GOVT OPEN, HEALTHCARE BROKEN
Ultimately, Democrats fell short of their goal to guarantee an extension of Affordable Care Act (ACA) health insurance subsidies set to expire at the end of the year. The fight over subsidies impacts about 22 million Americans, but another tens of millions of Americans are also dealing with premium spikes and rising healthcare costs that have outpaced inflation.
The New York Times broke down the average, unsubsidized annual cost of health insurance plans for a single adult in 2025 (mind you: each program covers different populations, different medical needs, and different providers):
Because ACA premiums remain high — and are expected to rise by an average of 18% next year — the subsidies are crucial to afford these plans, Mosheh explained in a recent #AMA premium podcast. “So, as far as Democrats are concerned — and now some Republicans — we need the subsidies to continue, because otherwise millions of Americans will fall off insurance.”
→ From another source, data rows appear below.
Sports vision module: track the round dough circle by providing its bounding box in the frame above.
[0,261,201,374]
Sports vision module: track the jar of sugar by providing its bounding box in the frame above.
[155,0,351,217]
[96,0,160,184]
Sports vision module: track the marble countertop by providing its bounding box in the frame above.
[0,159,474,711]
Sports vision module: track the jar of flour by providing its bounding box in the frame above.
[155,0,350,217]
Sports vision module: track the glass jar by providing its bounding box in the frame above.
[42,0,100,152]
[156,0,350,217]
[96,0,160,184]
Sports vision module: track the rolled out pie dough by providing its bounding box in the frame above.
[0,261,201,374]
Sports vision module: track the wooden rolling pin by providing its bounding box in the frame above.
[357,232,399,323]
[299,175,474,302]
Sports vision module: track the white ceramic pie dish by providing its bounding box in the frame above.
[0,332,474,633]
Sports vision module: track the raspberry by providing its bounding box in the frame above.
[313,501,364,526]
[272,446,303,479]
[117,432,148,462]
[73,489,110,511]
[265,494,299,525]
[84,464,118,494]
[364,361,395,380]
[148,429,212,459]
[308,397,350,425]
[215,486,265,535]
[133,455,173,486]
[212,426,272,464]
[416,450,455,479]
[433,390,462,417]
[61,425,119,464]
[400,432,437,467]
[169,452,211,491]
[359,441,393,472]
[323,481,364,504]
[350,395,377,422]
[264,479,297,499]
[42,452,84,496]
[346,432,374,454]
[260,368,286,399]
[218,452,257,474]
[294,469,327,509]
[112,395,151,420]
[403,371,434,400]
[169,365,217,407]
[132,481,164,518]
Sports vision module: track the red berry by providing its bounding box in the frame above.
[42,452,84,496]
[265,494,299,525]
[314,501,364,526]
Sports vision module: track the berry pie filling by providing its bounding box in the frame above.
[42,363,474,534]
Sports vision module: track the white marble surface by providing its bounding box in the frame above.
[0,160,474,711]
The ACA, also dubbed Obamacare, has allowed for more people to get health care coverage — it’s main goal. But, that expanded coverage was meant to bring down the costs of premiums, which it has not.
Before the law passed, about 14–16% of Americans were uninsured; by 2023, that fell to a record low of about 8%, driven mostly by Medicaid expansion and new insurance marketplaces offering financial help for premiums.
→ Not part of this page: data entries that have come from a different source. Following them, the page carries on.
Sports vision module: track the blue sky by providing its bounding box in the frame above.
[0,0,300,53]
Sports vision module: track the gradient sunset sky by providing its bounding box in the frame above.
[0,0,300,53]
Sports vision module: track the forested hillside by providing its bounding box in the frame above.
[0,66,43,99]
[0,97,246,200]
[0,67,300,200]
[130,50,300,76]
Overall, the law has grown in popularity, as it includes provisions like mandated coverage for preexisting conditions, caps on out-of-pocket costs for in-network coverage, free preventive care, and allows young adults to stay on their parents’ plans until age 26.
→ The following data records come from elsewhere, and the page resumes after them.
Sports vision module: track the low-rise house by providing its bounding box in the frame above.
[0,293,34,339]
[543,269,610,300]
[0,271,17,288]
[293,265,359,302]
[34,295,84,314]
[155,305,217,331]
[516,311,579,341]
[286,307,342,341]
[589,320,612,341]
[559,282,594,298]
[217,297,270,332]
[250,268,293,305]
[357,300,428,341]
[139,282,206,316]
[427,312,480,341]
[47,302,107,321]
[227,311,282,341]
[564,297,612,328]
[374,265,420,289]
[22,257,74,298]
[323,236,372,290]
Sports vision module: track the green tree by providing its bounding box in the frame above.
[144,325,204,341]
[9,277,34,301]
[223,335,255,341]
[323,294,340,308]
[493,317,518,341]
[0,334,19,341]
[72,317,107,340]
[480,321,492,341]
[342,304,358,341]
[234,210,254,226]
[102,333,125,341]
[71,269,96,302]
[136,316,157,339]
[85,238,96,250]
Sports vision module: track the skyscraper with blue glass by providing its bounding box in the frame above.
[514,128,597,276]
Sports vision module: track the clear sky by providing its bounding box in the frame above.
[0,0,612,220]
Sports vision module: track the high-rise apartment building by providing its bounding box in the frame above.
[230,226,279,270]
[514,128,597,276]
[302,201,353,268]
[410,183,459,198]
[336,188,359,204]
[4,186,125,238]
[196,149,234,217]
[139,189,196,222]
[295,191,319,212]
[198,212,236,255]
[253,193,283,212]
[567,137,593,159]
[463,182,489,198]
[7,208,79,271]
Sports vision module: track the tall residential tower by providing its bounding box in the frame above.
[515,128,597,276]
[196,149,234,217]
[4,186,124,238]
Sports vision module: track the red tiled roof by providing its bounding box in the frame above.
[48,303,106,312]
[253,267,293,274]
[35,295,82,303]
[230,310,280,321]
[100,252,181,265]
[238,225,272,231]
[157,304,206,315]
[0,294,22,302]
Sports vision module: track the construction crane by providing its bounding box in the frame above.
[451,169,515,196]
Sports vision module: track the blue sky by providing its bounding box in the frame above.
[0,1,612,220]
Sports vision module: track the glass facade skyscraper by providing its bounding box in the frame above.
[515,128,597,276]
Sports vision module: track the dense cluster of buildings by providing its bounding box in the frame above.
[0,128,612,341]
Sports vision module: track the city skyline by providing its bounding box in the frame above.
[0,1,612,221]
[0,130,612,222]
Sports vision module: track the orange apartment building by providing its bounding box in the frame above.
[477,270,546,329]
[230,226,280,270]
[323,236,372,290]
When a Democratic-led Congress expanded tax credits for the ACA in 2021, enrollment grew from 11 to over 24 million policyholders. If those go away, premiums will more than double on average and millions are expected to opt out of coverage all together.
COSTS ARE SOARING
Regardless, premiums and deductibles are rising. That’s because drug companies, pharmacy benefit managers, hospitals, and others have driven health care costs up. Critics also argue the ACA’s required benefits made coverage more expensive for everyone, as we all pitch in to cover those costs.
What Congress has done: The ACA did not take away the power of private insurers, drug makers, and hospital systems to charge more. And the U.S. government does far less price-setting than other wealthy countries.
Republicans spent years trying to repeal Obamacare entirely — and nearly succeeded during Trump’s first term (remember Sen. John McCain’s (R-AZ) thumbs-down vote on the Senate floor?).
Now some Republicans are now proposing sending health subsidies directly to Americans instead of sending money to insurance companies; but that would still not fix underlying price issues.
What Trump’s doing: The White House has been negotiating directly with drug companies to bring down the price of certain medications, and it plans to launch a new direct-to-consumer website, TrumpRx.gov, next year. Trump continues to say he will repeal Obamacare, but has only ever mentioned “concepts of a plan” to replace it.
Bottom line: Without subsidies, millions could lose coverage, potentially leading to more ER visits, which would drive premiums up for everyone else. In just two months, we could face the exact same showdown again as House Speaker Mike Johnson (R-LA) does not seem inclined to bring a vote on extending the subsidies.
HOW PEOPLE ARE COPING
Health coverage has gotten so expensive that people — even celebrities — are turning to crowdfunding-like methods to pay their medical bills.
Actor James Van Der Beek, 48, is auctioning off cherished memorabilia from his career, like items from Dawson’s Creek, to help cover the costs of fighting stage 3 colorectal cancer.
Everyday Americans are also facing impossible choices: Sunni Montgomery, 63, has been fighting lung cancer since 2022 on her ACA marketplace plan. Without subsidies, her premium is set to triple to $1,758/month.
“I have to face the reality that I am probably going to become a late-stage cancer patient who’s uninsured,” Montgomery told CNN. “I have fought this so hard. I want to live.”